Chad,
.... customer has made it fairly clear that their schema is a bit of a mess
.... RUN AWAY FAST! Just kidding. If you are doing this under contract, don't
quote a fixed price, quote time and materials. If you do it under a fixed
contract, you'll be fixing the conversion and all of the bugs that are
already in the application.
-- Bill
"Chad" <ch********@hotmail.comwrote in message
news:11*********************@b75g2000hsg.googlegro ups.com...
Spot on thank you Don and Bill.
Indeed I had just read this article moments before you had replied. It
makes for depressing reading. I would readily concur with your
assertion that the project is quite large and contains many pitfalls.

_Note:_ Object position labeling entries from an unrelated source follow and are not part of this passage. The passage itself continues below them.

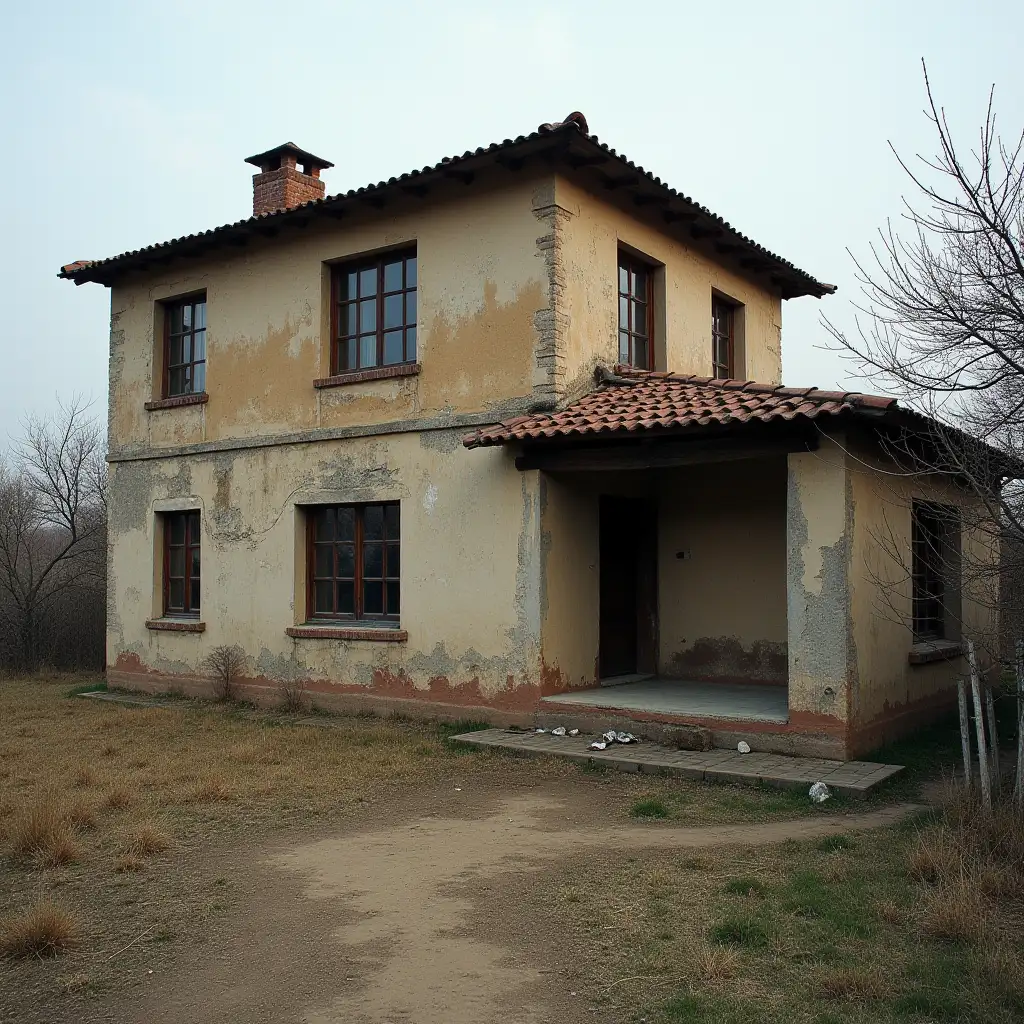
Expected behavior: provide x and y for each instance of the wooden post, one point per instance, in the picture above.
(979, 721)
(993, 739)
(965, 731)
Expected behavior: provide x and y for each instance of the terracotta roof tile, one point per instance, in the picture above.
(668, 401)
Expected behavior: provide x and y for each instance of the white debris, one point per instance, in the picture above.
(819, 793)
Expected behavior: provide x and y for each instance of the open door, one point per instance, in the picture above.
(629, 587)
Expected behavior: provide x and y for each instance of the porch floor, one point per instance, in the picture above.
(752, 702)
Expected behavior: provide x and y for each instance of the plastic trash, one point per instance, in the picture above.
(819, 793)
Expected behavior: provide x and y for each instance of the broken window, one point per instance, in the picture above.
(184, 346)
(181, 563)
(354, 561)
(375, 312)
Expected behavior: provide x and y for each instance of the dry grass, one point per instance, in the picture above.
(45, 930)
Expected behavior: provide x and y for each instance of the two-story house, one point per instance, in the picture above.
(505, 438)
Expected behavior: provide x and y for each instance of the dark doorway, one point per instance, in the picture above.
(629, 586)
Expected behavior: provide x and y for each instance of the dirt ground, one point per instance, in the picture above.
(379, 922)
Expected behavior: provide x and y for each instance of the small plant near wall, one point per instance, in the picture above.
(225, 665)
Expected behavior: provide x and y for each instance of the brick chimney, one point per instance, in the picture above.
(280, 185)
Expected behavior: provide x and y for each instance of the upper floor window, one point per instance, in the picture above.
(184, 346)
(723, 338)
(375, 312)
(354, 561)
(181, 563)
(635, 312)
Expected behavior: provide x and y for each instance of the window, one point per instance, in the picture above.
(184, 347)
(354, 558)
(935, 543)
(635, 312)
(375, 312)
(723, 344)
(181, 563)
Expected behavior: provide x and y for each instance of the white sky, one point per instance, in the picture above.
(127, 123)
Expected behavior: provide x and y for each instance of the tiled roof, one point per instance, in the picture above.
(634, 401)
(567, 142)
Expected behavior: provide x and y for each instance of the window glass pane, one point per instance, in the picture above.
(176, 528)
(373, 522)
(324, 524)
(373, 561)
(346, 598)
(368, 350)
(346, 561)
(393, 347)
(346, 524)
(373, 598)
(324, 597)
(323, 560)
(392, 276)
(368, 315)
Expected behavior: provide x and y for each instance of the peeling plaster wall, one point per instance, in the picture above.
(723, 606)
(591, 231)
(484, 288)
(471, 553)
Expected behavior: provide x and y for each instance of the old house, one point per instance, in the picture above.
(506, 438)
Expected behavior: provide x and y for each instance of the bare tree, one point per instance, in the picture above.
(52, 526)
(942, 328)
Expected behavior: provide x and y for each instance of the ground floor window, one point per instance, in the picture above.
(181, 563)
(354, 557)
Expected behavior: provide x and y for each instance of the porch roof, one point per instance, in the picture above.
(637, 402)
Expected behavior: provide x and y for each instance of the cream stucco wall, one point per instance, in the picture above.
(591, 232)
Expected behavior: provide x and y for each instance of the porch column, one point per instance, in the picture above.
(821, 653)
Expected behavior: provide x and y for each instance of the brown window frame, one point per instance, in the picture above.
(630, 264)
(341, 361)
(390, 544)
(192, 542)
(188, 367)
(717, 336)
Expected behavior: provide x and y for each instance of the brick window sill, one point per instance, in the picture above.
(382, 635)
(177, 400)
(934, 650)
(375, 374)
(176, 625)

That said I shall not balk! I have come across another useful link
which presents three options and their associated increasing costs:
See:
http://www.aldex.co.uk/sqlupsizing.html
Where they categorize:
-Basic Migration £3,000 (What we have been talking about here i.e.
Upsizing).
-Pragmatic Conversion £10,000-£15,000 (Migrating more stuff to the
server, stored procedures for example)
-Full Redesign ......?
I would reckon the Basic Migration may perhaps be a tad under priced
in the above given the QA required. I may consider one of the other
options either. The customer has made it fairly clear that their
schema is a bit of a mess!
Again thank you. I will perhaps sign off now until I have more hands
on experience of the system. Any more technical appreciated.
On Mar 26, 7:03 pm, "AlterEgo" <altereg...@dslextreme.comwrote:
Chad,
There are three words that do not pertain to the task of migrating from
Access to another database:
global, seamlessly and clean.
Globally, you can handle about 90% of the migration. Of course, its the
other 10% that will cause the grief. The following is just an example of
what you will be dealing with:
1. Datatypes are not the same between Access and other SQL databases.
Watch
out for date/time datatypes among others.
2. Autonumber are handled differently.
3. You may have objects named as reserved words in the new DB which will
cause it to fail.
Just be aware the project will more than likely be much larger than you
are
expecting. Make sure you do a lot of QA to find the things that are
broken.
Microsoft has a good write-up on converting to SQL Server. The issues
described in the write-up are comparable to the issues you will run into
with other databases such as MySQL.
http://www.microsoft.com/technet/pro...eploy/accessmi...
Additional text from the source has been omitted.